Ten millennia later and they still remember how it felt. This was before feeling existed, technically; before Heaven, before Hell, before the fall. Before everything, and just a moment after nothing.
No one, not even the angels, ever experienced the Nothing.
But Michael experienced the after-nothing, and they remember. They remember that it was not light, or fire, or some bright supernova in the inky expanse of void that birthed the first angels. That would come later, when later existed.
No. In the beginning, it was blood.
And Michael can still feel it. The wet warmth lingers, sticky beneath their nails, thick against their eyelids. They remember the itching, the grinding of bones as one being was split down the middle, until they were no longer one thing, but many things, all at once—eyes and limbs, steel and gold, incinerating heat and crystallizing cold.
In the mess of it, they struggled, one hand wound in the others’ guts, another sifting through fine feathers and broken veins, one more gripping the ridges of a single spine, clinging, clawing, clinging. There was black ink in their eyes, bitter water down their throats, a splitting that rendered them from skull to heel—
And that was existence.
(Maybe this, Michael thinks now, is where it all went wrong. The splitting of a single soul under God’s knowing hand—a hand that cannot do wrong by nature, and to even think it, of course, would be blasphemy.)

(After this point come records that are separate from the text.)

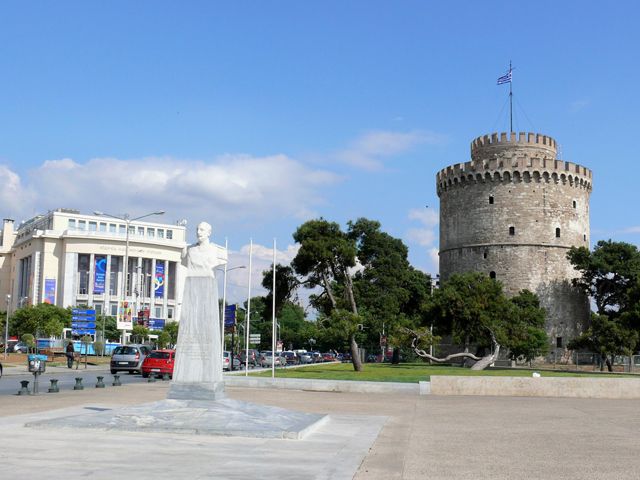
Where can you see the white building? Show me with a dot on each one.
(68, 259)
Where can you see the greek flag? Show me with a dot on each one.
(505, 78)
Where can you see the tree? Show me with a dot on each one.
(43, 319)
(607, 338)
(608, 274)
(325, 258)
(611, 276)
(474, 310)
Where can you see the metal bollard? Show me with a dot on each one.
(24, 389)
(54, 386)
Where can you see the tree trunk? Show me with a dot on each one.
(355, 355)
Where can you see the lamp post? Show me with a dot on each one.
(126, 218)
(6, 328)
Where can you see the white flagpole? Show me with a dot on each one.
(273, 311)
(247, 324)
(224, 304)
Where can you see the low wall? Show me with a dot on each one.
(321, 385)
(576, 387)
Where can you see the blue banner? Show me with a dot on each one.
(156, 324)
(50, 290)
(158, 280)
(229, 316)
(100, 274)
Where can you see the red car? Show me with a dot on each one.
(158, 363)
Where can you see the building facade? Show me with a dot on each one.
(513, 212)
(68, 259)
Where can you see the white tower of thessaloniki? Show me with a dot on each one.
(513, 212)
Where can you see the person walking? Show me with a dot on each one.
(70, 352)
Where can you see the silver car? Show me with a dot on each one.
(129, 358)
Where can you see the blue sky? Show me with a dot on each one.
(257, 116)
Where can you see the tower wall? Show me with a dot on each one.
(513, 212)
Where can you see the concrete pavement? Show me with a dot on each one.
(434, 437)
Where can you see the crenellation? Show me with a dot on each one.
(509, 199)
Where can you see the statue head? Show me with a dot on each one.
(203, 232)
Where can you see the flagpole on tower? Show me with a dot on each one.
(510, 100)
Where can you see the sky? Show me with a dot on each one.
(259, 115)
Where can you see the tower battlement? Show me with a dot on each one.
(523, 143)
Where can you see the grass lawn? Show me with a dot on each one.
(410, 372)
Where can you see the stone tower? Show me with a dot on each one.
(513, 212)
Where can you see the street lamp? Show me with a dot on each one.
(126, 218)
(6, 328)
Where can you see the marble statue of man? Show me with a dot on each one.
(197, 374)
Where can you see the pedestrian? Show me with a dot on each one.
(70, 352)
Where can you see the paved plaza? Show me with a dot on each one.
(370, 436)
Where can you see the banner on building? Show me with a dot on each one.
(229, 316)
(100, 274)
(125, 321)
(50, 290)
(158, 280)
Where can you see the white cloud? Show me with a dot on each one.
(231, 187)
(368, 151)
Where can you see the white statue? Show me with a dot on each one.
(198, 369)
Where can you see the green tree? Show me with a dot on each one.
(474, 310)
(607, 338)
(325, 258)
(43, 319)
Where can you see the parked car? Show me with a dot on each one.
(129, 358)
(159, 362)
(226, 361)
(290, 357)
(254, 357)
(267, 360)
(305, 357)
(328, 357)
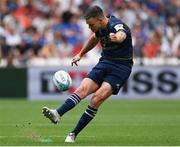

(But if He hadn’t, Mic thinks. If He had not cleaved them, split the divine clay that was their perfect flesh, then maybe . . .)
What did it matter? For a moment—the first moment—they were one, and when that moment was over, they were two. Michael watched as their brother’s bones reformed, eyes shifting, as if he knew immediately where they ought to go. Michael stayed, bone shards in their belly, limbs disorganized, golden blood flowing in the void. It hurt, but this was how they were Made. Why would they change?
Of course, it was Lucifer’s hands that dug into their skin, bold enough to sculpt. Lucifer’s fingers that pried open an airway, before there was ever air. Lucifer’s thumbs, pressing, insistent as they tried to form their lips into a smile. Let me help, his hands seemed to say. Like this. See?
And Michael did see. Through their brother’s glowing eyes, they saw themself: grey skin, darkening as it pulled tight over angelic bones; a dozen pale eyes, learning to blink; six silver wings, unused, stretching, flaked with glittering viscera; their mouth under Lucifer’s hands, unmoving, set in a rigid, iron line.
It was the first and last time Michael saw anything the way Lucifer did.
But it would not be the last time they felt his blood on their hands.